Generation and characterization of iPSCs from AN patients. (a) Patient profile summary. (b) Schematic view and representative images showing the morphological changes observed during the primary fibroblast cell reprogramming, neural induction and differentiation processes. Scale bars represent 200 μm. (c) Representative immunofluorescence images illustrating the expression of pluripotency markers in the generated iPSCs, including OCT4, NANOG, TRA-1–60 and LIN28. Scale bar represents 100 μm. (d) Representative images of G-banding karyotype analysis from cell chromosomes demonstrating the genetic stability of iPSCs; no karyotypic abnormalities were induced by the reprogramming process. (e) Representative images of hematoxylin and eosin staining of teratomas derived from iPSCs showing tissues from the three germ layers. Scale bar represents 100 μm. (f) Expression of pluripotency and three germ layer markers in iPSCs and EBs, respectively, assessed by RT-PCR (OCT4, NANOG and LIN28—pluripotency; AFP—endoderm; MSX1—mesoderm; PAX6—ectorderm). The H9-hESC was used as a control for pluripotency and differentiation capability; B2M was used as reference gene. (g) Cluster analysis showing correlation coefficients of RNA-seq transcripts from iPSCs and hESC, and a distinguished gene expression profile from primary fibroblast cells (FIBRO). A panel of human pluripotency-related genes (isoform level; Supplementary Table S3) was considered. (h) Heatmap and hierarchical clustering-based dendrogram of hESC, iPSCs and fibroblasts for AN and control samples.

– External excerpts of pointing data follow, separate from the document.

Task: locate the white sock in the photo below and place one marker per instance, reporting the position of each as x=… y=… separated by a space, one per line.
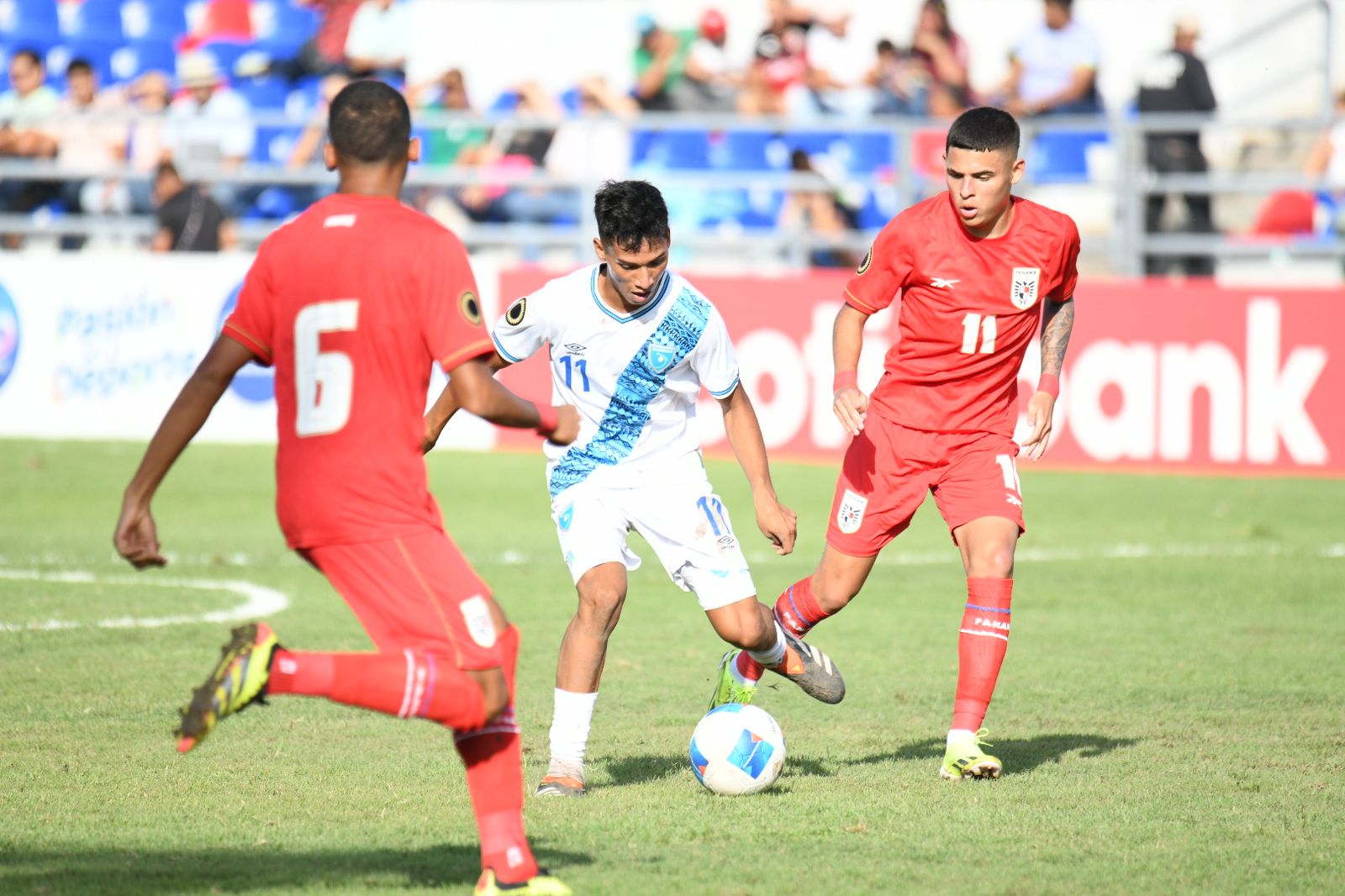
x=775 y=656
x=571 y=727
x=961 y=735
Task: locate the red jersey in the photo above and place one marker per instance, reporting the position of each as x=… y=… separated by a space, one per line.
x=353 y=302
x=968 y=311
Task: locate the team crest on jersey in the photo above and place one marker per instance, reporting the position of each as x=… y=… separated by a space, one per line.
x=852 y=513
x=661 y=356
x=1026 y=287
x=470 y=307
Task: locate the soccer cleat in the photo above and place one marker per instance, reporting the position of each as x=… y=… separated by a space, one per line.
x=965 y=759
x=811 y=670
x=728 y=689
x=562 y=783
x=540 y=885
x=237 y=683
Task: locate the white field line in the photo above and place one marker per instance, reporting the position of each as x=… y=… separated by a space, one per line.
x=257 y=600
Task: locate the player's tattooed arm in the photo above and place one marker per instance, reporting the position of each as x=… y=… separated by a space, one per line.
x=1058 y=322
x=446 y=407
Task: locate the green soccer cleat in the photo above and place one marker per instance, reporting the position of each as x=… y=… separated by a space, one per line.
x=730 y=689
x=237 y=683
x=965 y=759
x=540 y=885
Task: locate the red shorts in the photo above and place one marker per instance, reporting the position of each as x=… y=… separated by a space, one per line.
x=414 y=593
x=888 y=468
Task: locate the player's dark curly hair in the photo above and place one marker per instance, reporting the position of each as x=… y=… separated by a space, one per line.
x=985 y=129
x=630 y=213
x=369 y=121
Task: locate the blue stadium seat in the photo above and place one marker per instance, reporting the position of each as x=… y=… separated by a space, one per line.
x=681 y=150
x=814 y=143
x=226 y=54
x=280 y=27
x=92 y=20
x=869 y=151
x=30 y=24
x=266 y=92
x=154 y=19
x=96 y=53
x=273 y=145
x=1063 y=156
x=139 y=57
x=746 y=151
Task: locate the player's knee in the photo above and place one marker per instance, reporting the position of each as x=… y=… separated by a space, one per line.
x=600 y=606
x=494 y=692
x=990 y=561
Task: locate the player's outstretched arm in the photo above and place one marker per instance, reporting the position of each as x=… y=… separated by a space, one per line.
x=847 y=403
x=446 y=407
x=477 y=392
x=136 y=539
x=1058 y=322
x=777 y=522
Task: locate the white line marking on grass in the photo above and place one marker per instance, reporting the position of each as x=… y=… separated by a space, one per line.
x=259 y=600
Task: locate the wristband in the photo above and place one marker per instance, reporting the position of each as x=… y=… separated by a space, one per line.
x=546 y=420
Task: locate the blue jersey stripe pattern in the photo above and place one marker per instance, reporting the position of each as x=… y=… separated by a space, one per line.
x=629 y=410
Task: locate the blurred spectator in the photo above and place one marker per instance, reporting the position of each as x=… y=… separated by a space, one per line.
x=899 y=81
x=457 y=141
x=710 y=80
x=89 y=139
x=188 y=219
x=378 y=40
x=1055 y=66
x=150 y=98
x=941 y=50
x=837 y=76
x=780 y=60
x=659 y=64
x=1176 y=81
x=26 y=109
x=815 y=210
x=26 y=132
x=208 y=125
x=324 y=51
x=1327 y=159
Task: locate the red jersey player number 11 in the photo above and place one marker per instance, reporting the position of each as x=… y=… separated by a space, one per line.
x=977 y=269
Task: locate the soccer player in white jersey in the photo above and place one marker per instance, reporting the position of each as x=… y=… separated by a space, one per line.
x=631 y=345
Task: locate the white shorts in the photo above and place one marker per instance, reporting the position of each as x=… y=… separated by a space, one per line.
x=686 y=524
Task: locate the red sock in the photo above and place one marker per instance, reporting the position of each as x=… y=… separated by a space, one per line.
x=494 y=759
x=981 y=649
x=797 y=611
x=408 y=685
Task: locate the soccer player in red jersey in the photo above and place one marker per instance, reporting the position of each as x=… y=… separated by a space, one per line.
x=353 y=303
x=975 y=269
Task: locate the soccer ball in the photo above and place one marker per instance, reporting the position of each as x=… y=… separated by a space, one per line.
x=737 y=750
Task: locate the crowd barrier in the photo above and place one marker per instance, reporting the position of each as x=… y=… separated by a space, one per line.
x=1160 y=376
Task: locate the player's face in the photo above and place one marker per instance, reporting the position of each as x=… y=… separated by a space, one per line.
x=979 y=185
x=634 y=273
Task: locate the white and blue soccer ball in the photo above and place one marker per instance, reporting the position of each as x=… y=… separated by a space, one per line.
x=737 y=750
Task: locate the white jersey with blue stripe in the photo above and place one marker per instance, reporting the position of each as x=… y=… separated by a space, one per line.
x=634 y=378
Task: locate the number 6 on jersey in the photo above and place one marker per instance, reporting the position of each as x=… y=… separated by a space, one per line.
x=324 y=381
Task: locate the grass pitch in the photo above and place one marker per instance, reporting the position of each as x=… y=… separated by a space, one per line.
x=1169 y=716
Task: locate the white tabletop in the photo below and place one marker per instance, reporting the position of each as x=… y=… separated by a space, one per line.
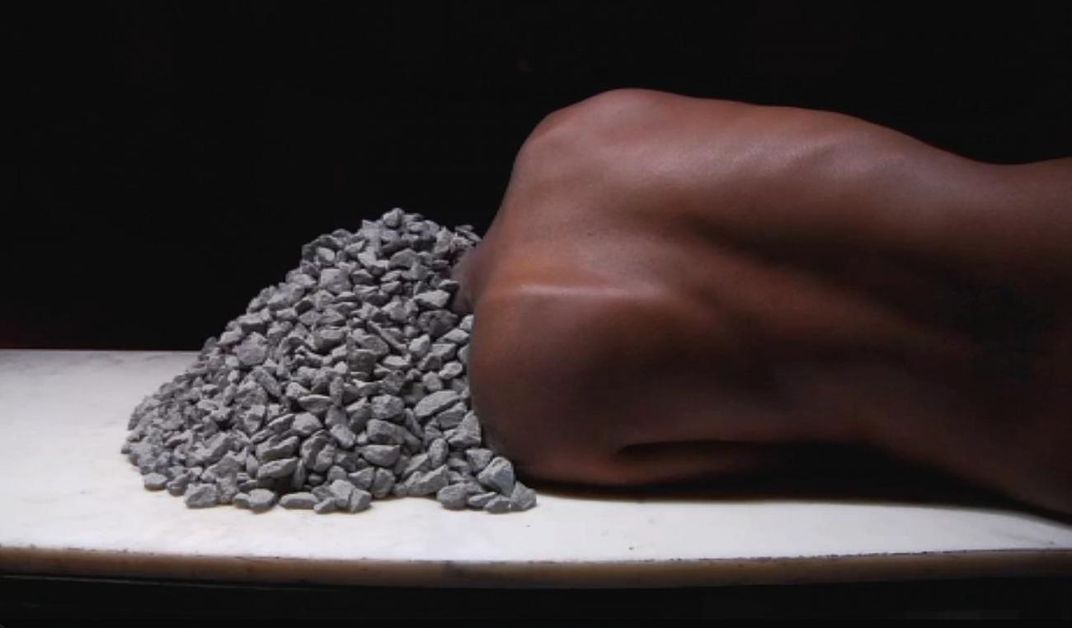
x=70 y=503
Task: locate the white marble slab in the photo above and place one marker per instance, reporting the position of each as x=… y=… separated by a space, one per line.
x=70 y=503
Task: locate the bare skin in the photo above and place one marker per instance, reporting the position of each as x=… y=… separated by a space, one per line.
x=678 y=288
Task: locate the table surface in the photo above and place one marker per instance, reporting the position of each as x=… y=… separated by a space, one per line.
x=72 y=504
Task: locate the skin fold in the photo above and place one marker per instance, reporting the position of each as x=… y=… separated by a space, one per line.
x=679 y=288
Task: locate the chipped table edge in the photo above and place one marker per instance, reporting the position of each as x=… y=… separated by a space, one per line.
x=535 y=574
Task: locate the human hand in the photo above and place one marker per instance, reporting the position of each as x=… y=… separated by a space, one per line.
x=676 y=288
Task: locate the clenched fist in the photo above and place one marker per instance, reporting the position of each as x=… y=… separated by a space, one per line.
x=676 y=288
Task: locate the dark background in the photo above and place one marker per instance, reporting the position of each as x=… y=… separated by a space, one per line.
x=172 y=158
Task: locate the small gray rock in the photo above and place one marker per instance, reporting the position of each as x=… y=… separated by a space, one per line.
x=384 y=433
x=335 y=280
x=428 y=482
x=278 y=468
x=381 y=454
x=241 y=501
x=478 y=458
x=451 y=370
x=478 y=501
x=382 y=483
x=274 y=450
x=452 y=496
x=262 y=499
x=253 y=350
x=298 y=501
x=522 y=497
x=343 y=435
x=202 y=496
x=435 y=402
x=466 y=434
x=316 y=404
x=497 y=505
x=306 y=424
x=362 y=478
x=154 y=481
x=387 y=406
x=497 y=475
x=358 y=501
x=432 y=299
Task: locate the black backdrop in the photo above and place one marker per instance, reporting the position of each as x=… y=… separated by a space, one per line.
x=170 y=158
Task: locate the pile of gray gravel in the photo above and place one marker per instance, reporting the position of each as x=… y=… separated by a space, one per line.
x=343 y=384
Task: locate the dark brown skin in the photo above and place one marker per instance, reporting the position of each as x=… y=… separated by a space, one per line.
x=679 y=288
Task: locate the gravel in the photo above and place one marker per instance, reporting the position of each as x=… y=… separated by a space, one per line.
x=344 y=384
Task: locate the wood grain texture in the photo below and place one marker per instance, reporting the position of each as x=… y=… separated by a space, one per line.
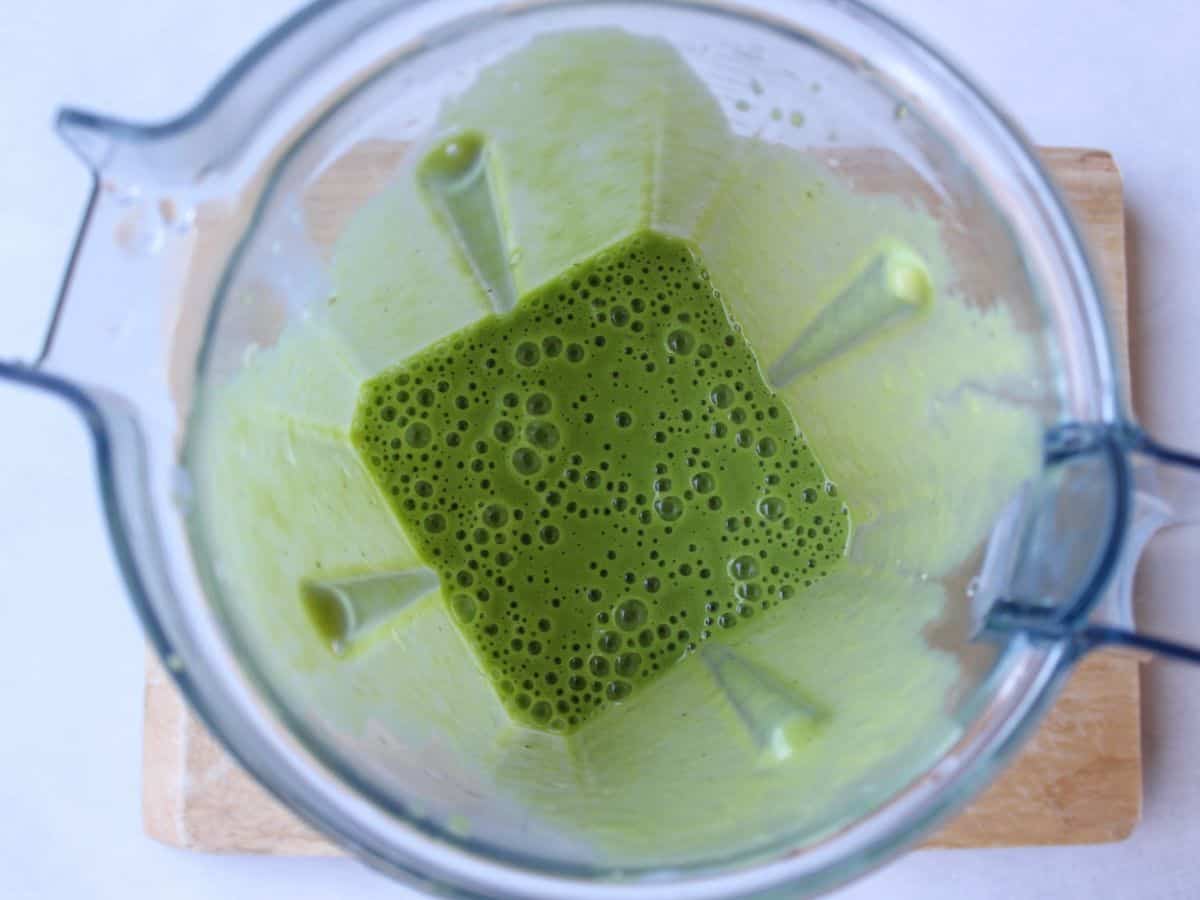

Considering the entire cellular transcriptome expression profile of evaluated cells, two subgroups were identified: iPSCs, with a molecular signature similar to that exhibited by hESCs, and fibroblasts with a completely different expression profile. In g and h, colors indicate the range of each gene’s expression, with least expression shown in red and highest expression shown in green. AN, anorexia nervosa; anxiety, patient showed/treated for anxiety; CTL, control (unaffected individual); famhx-ED, first, second or third degree relative with a history of an eating disorder; fi, fibroblast; iPSC, induced pluripotent stem cell; MDD, major depressive disorder; neu, neurons; NPC, neural progenitor cell; OCD, obsessive compulsive disorder; psychotropic, patient was prescribed at least one psychotropic medication.